In fact, not one of the 77 applications filed by Chinese citizens was accepted. Instead, applicants were detained, harassed or jailed. Two women in their 70s were sentenced to camps to be "reeducated" through forced labor, before an international outcry sprang them. Two days before the Opening Ceremonies of the Beijing Games, IOC President Jacques Rogge told Reuters: "We believe the Games are going to move ahead the agenda of the social and human rights as far as possible; the Games are going to be a force for good."
More than a year later, however, it is clear that awarding the 2008 Games to Beijing actually worsened the human rights climate in China.
Consider: Thousands of Beijing residents were evicted to make way for Olympic construction. The Chinese media and Internet sites remained censored despite the pledges of "complete press freedom" that Beijing made while bidding for the Games. That censorship had deadly consequences during the Olympics, when an enforced news blackout of China's melamine-tainted milk supply may have contributed to the toll of tens of thousands of sick children (six of whom died).

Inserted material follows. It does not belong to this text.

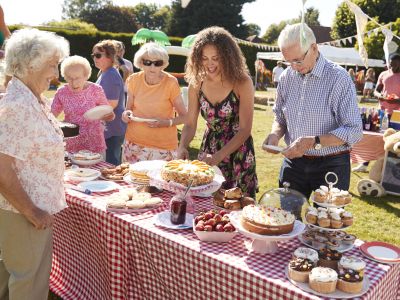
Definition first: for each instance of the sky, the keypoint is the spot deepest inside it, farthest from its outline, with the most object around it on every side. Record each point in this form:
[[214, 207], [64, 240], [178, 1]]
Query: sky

The Beijing Games led to a deep freeze of civil society development in China and unleashed a wave of xenophobia and nationalism -- especially after protests during the Olympic torch relay -- which gave rise to attacks on foreign journalists and tightened Internet censorship. The unrest in Tibet in February and in Xinjiang in July may have been a byproduct of intense security preparations across the country.

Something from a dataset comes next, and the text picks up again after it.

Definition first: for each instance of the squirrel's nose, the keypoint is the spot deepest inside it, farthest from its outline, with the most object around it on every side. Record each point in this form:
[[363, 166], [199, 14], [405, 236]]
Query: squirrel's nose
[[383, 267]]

Yet absent from the agenda of the Olympic Congress that just met here was any discussion of how China's Olympics went so wrong in terms of human rights, how Olympic officials failed to anticipate and react to entirely predictable abuses by Chinese authorities, or how to prevent such a debacle in the future. And the false narrative of success in Beijing could set the stage for similar issues at Russia's 2014 Sochi Games or other host cities.
Why worry now about the Sochi Games? This year alone, several Russian rights activists and journalists have been killed within a few hundred miles of Sochi. The Committee to Protect Journalists ranks Russia as the world's third-deadliest country for reporters. Seventeen Russian journalists have been killed since 2000. Journalists and citizens know a climate of impunity toward these deaths has been fostered.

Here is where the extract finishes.